Terça-feira, 22 de fevereiro de 2011 - 10h49
A exploração sexual é uma forma perversa de violação de direitos, pois quase sempre envolve os mais indefesos da sociedade. No Brasil assim como em muitos outros países, a pobreza representa a porta de entrada para a violência, o trabalho infantil e a exploração sexual de crianças e adolescentes. O projeto ViraVida é uma iniciativa do Conselho Nacional do SESI, realizado em parceria com o ‘Sistema S’ (Senai, Senac, Sesc, Sebrae e Sescoop) e com instituições, órgãos públicos e ONGs que integram a Rede de Enfrentamento da Exploração Sexual
de Crianças e Adolescentes existente no país. Seu objetivo é a defesa e promoção dos direitos de adolescentes e jovens vítimas de exploração sexualO ViraVida é um projeto sócio-educativo que promove atendimento psicológico, capacitação profissional e inserção no mundo do trabalho, gerando assim oportunidade efetiva de mudança na vida de jovens entre 16 e 21 anos.

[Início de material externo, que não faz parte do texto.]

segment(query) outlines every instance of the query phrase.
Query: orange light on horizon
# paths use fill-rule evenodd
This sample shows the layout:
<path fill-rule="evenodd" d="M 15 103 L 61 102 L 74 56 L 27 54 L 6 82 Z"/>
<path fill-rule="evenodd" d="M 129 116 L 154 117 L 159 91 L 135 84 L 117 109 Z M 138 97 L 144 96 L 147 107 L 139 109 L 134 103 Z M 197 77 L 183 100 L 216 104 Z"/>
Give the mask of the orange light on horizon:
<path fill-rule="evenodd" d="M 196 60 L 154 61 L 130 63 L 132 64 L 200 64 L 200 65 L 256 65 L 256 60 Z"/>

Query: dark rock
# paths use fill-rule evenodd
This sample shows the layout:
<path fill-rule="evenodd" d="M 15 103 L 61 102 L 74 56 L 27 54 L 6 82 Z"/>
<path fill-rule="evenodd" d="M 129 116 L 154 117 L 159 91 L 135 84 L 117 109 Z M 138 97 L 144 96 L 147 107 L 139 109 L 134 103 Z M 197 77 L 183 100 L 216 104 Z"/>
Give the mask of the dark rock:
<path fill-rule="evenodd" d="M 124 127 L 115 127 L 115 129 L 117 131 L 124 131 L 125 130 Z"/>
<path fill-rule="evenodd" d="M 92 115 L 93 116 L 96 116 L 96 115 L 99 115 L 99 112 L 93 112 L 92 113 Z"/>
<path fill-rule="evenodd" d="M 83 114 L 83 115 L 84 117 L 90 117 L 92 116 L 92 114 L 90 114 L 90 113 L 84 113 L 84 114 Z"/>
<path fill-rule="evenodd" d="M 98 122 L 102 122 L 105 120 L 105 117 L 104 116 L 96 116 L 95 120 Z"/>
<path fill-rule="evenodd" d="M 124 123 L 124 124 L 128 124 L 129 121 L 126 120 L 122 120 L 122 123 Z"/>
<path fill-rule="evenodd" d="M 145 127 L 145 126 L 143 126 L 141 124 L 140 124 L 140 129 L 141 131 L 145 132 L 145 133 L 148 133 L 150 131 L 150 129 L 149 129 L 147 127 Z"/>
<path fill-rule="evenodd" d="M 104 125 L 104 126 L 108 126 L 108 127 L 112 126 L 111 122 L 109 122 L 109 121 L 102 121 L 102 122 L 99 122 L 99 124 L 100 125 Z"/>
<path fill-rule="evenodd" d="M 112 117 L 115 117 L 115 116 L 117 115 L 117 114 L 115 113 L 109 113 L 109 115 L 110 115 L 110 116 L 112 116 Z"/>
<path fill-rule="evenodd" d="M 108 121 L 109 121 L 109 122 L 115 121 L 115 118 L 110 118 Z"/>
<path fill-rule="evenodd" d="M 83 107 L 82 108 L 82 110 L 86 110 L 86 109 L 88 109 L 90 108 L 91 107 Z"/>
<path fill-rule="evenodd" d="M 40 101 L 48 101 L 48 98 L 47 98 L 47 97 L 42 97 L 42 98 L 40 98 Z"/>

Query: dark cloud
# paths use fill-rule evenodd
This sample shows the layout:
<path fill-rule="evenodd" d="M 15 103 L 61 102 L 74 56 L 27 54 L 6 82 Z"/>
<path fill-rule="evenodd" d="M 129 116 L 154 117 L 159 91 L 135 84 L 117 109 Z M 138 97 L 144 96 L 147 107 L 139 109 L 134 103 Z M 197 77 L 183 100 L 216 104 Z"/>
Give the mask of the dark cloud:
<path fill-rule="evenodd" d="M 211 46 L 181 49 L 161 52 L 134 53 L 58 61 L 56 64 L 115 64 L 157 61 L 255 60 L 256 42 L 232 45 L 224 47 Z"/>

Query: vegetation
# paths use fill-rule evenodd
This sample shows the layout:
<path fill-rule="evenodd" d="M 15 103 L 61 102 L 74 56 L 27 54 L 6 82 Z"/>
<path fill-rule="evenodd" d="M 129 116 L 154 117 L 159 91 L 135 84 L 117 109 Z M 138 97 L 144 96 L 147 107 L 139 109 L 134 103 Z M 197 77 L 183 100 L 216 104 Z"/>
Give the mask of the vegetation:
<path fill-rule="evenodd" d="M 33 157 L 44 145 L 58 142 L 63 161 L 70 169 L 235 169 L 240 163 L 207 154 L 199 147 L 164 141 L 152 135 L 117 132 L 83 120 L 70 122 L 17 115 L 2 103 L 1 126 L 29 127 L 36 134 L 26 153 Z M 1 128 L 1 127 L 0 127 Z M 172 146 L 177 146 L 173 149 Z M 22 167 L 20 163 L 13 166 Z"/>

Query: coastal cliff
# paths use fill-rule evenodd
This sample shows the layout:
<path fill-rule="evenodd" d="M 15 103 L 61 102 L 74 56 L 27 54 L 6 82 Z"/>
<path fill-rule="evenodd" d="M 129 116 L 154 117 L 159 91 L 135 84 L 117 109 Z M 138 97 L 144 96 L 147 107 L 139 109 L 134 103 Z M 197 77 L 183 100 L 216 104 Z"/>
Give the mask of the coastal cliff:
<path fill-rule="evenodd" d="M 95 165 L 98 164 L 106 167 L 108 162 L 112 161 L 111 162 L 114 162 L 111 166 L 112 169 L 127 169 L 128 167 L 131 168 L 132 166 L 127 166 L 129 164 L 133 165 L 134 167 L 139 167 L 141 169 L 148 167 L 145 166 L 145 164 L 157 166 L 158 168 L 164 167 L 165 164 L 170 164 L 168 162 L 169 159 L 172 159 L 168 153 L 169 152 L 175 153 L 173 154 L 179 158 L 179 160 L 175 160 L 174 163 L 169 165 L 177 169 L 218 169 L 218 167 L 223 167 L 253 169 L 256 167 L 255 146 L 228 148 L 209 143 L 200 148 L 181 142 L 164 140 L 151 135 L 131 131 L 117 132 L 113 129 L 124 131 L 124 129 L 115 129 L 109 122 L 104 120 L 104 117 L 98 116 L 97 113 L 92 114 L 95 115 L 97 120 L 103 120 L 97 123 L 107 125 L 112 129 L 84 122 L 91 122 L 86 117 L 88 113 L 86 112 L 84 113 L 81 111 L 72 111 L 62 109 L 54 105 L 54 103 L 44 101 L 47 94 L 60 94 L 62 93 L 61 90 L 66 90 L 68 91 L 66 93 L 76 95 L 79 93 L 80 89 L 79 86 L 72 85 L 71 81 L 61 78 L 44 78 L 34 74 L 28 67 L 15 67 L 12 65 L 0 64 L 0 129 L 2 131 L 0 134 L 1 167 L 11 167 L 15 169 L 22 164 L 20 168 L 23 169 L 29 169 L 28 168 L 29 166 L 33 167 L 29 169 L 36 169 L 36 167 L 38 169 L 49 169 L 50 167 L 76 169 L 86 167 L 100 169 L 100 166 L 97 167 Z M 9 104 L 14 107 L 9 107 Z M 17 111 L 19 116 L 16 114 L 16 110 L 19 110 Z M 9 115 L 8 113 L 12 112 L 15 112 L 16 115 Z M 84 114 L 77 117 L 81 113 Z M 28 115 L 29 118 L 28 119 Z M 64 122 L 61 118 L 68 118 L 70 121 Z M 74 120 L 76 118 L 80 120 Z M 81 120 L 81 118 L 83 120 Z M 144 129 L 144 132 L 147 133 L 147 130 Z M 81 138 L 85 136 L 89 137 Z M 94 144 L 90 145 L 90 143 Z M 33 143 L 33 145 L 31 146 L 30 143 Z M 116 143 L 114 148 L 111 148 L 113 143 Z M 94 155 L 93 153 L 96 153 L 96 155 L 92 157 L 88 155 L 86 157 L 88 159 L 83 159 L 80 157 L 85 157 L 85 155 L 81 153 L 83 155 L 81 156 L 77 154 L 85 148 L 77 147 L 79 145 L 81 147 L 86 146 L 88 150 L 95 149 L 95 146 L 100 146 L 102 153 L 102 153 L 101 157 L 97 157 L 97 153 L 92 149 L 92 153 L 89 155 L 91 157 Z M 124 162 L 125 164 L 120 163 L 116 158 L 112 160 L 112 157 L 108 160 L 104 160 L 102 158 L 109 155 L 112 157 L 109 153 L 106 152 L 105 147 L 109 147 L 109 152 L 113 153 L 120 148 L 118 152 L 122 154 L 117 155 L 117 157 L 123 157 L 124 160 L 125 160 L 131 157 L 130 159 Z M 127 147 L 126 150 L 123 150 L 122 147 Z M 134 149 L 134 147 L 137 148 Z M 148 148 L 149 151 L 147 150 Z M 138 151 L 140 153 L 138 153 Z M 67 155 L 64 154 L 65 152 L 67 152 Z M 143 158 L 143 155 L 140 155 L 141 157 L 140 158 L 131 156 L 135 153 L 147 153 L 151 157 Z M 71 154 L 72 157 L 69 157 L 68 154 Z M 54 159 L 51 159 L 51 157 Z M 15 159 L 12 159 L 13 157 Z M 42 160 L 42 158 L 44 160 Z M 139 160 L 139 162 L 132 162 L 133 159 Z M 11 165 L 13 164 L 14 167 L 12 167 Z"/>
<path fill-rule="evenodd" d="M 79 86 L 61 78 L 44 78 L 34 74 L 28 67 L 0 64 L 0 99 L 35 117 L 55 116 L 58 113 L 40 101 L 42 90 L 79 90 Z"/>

Um processo sócio-educativo
O programa ViraVida consiste em promover a elevação da auto-estima e da escolaridade dos participantes, para que desvendem o próprio potencial e assim conquistem autonomia. O processo sócio educativo está baseado em cursos profissionalizantes construídos a partir do alinhamento entre a demanda de cada mercado e o perfil e as expectativas desses adolescentes e jovens. Os cursos contemplam a necessidade de integração entre formação profissional, educação básica, noções de autogestão. Também asseguram aos alunos atendimento psicossocial, voltado ao resgate de valores e fortalecimento de vínculos familiares. A estratégia está focada em dois planos: interferir nas condições subjetivas que constituem os modos de ser, pensar e agir dos adolescentes e em suas condições objetivas de vida, incluindo situação familiar, de acesso à escola e à saúde, dentre outros direitos sociais básicos.
A combinação entre educação básica e profissionalizante, atendimento psicológico e apoio às famílias tornou-se uma fórmula eficiente de transformação de jovens vítimas de exploração sexual e revelou-se eficaz mecanismo de inserção social ao promover emprego e renda a esses jovens. O projeto ganhou respeito de atores da Rede de Enfrentamento da Violência infantojuvenil ao suplantar a lacuna de atendimento a esse público, em especial aos maiores de 16 anos. O programa, que foi iniciado, em 2008, em quatro capitais — Fortaleza (CE), Recife (PE), Natal (RN) e Belém (PA) — com a meta de profissionalização e colocação de 400 jovens no mercado de trabalho, sendo 100 em cada capital, alcança já todo o País e, em Rondônia, começou a ser implantado em 2010 entrando agora em um nova etapa de consolidação. Os cursos abrangem as áreas de Moda, Imagem Pessoal, Turismo e Hospitalidade, Gastronomia, Comunicação Digital, Administração e Química, apresentando carga horária que varia entre 700 e 950 horas/aula, conforme a modalidade.